Yes, the standard conversion protocol uses static_cast.

I believe both skills (implicit and explicit conversion to) are useful and must not be hard coded in the strong type base type (NamedType in this case).

However, in order to get the underlying type I believe that conversion are cumbersome. We need something else. A underlying(st) non-memberfunction that returns a reference to theunderlying_type`. This should work for enums as for strong types that wrap an underlying type.

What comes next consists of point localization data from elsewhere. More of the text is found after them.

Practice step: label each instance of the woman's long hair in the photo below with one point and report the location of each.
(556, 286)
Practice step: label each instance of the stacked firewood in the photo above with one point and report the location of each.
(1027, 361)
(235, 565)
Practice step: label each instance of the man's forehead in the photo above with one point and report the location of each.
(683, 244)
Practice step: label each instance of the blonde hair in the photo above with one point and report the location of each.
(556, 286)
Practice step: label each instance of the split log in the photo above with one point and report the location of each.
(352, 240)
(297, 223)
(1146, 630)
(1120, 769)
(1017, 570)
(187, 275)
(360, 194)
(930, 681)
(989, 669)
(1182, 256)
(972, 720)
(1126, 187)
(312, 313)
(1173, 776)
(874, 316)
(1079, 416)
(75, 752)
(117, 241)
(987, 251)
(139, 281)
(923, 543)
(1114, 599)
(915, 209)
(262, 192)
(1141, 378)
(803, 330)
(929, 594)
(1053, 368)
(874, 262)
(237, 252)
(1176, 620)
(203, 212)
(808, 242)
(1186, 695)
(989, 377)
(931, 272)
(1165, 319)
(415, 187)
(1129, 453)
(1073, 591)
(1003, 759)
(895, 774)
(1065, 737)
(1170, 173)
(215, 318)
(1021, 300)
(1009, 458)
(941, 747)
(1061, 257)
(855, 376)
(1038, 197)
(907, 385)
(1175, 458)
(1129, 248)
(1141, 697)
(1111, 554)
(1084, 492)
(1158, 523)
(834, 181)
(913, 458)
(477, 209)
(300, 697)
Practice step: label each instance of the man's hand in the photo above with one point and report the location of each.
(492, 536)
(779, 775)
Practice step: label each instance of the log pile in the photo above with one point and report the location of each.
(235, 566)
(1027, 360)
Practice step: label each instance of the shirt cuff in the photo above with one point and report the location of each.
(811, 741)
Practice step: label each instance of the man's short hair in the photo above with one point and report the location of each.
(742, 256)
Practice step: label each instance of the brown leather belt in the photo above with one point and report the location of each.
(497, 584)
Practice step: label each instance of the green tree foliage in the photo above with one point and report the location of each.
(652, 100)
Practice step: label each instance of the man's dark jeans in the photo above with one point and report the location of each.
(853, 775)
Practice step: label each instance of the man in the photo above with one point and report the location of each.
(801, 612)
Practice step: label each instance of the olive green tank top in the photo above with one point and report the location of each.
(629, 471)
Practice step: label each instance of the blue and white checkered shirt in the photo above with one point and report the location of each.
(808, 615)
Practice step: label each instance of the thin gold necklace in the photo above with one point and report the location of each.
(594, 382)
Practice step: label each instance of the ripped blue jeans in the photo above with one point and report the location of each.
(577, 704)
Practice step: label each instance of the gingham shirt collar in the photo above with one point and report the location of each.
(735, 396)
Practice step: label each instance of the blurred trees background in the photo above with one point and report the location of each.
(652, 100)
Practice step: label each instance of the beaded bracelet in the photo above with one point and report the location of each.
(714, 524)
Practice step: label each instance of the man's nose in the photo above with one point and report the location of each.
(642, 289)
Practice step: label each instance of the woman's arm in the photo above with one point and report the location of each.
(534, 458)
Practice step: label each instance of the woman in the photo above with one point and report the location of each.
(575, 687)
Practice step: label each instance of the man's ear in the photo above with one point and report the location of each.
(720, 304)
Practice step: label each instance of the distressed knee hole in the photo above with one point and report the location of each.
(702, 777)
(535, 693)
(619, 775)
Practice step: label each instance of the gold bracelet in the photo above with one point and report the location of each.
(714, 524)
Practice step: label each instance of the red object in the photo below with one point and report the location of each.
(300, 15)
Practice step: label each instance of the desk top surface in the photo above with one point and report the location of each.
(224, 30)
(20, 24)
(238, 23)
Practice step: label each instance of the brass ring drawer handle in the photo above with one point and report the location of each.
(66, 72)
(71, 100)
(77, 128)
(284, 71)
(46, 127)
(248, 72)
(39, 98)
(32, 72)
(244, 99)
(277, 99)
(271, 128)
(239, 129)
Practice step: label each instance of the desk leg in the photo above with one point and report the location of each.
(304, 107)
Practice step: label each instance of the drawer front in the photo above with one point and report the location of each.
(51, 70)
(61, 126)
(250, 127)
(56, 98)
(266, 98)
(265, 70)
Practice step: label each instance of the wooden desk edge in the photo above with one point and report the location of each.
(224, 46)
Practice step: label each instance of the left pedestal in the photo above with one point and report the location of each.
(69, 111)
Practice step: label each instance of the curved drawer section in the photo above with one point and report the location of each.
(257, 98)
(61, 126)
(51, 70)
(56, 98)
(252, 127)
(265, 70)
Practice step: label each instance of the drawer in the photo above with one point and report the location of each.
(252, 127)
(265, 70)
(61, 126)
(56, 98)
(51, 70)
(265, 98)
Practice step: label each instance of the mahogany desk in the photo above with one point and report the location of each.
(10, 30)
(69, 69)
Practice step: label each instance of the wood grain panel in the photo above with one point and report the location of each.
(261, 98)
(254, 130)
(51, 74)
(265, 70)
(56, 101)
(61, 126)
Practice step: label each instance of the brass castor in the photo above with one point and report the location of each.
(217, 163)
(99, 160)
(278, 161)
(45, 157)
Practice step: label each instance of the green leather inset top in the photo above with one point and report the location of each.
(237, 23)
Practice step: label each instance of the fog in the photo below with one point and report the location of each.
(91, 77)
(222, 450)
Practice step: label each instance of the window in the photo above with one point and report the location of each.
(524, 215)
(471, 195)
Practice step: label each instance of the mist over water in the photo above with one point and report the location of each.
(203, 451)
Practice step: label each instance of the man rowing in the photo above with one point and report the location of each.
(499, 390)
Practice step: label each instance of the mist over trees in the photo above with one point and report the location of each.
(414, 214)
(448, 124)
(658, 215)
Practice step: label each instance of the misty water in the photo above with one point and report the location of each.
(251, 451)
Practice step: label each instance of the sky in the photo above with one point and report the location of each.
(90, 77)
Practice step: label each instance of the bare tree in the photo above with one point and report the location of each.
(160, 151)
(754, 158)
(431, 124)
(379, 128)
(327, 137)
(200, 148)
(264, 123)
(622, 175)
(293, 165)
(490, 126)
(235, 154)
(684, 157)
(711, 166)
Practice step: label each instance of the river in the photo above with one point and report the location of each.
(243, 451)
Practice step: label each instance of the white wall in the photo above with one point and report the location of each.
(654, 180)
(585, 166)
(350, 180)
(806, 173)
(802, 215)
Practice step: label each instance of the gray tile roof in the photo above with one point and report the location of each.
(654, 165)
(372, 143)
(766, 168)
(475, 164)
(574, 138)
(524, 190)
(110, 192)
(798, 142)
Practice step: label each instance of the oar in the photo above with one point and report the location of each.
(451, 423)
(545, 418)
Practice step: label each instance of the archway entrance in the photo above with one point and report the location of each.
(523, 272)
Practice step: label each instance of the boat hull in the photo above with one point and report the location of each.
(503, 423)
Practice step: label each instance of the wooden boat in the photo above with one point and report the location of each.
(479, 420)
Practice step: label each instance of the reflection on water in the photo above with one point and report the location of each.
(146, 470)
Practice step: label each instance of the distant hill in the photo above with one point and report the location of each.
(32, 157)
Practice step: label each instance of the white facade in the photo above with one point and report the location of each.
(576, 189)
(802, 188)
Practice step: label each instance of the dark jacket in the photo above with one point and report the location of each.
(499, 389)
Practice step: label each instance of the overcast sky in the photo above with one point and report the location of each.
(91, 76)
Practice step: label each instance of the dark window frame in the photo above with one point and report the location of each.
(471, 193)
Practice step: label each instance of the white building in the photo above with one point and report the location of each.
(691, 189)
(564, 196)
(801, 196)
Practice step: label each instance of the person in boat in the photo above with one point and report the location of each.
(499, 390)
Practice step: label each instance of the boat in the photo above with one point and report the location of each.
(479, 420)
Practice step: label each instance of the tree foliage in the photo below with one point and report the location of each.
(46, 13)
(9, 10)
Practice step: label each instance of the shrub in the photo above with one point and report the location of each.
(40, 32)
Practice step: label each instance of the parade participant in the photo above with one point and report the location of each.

BTW, I believe that get is a function name that has no clear intent, IMHO is is misused in the standard. I believe we need something more specific for strong types as st.get_underlying() or st.underlying().

arvidn commented 6 years ago

@viboes Yes, once I actually started working on it, with the intention to patch boost.endian, it turned out to be much simpler to build a new primitive on top of boost.endian that glues together both NamedType, enums and some other types that I had (that already supported a tag template parameter for unique types)

viboes commented 6 years ago

Maybe it is worth understanding why std::duration hasn't an explicit cast to his representation (With H.Hinnant). Instead it has a count() member function. If we wanted to be able to implement std::duration using the library+patch, the user would need to delete the explicit conversion operator, which is weird.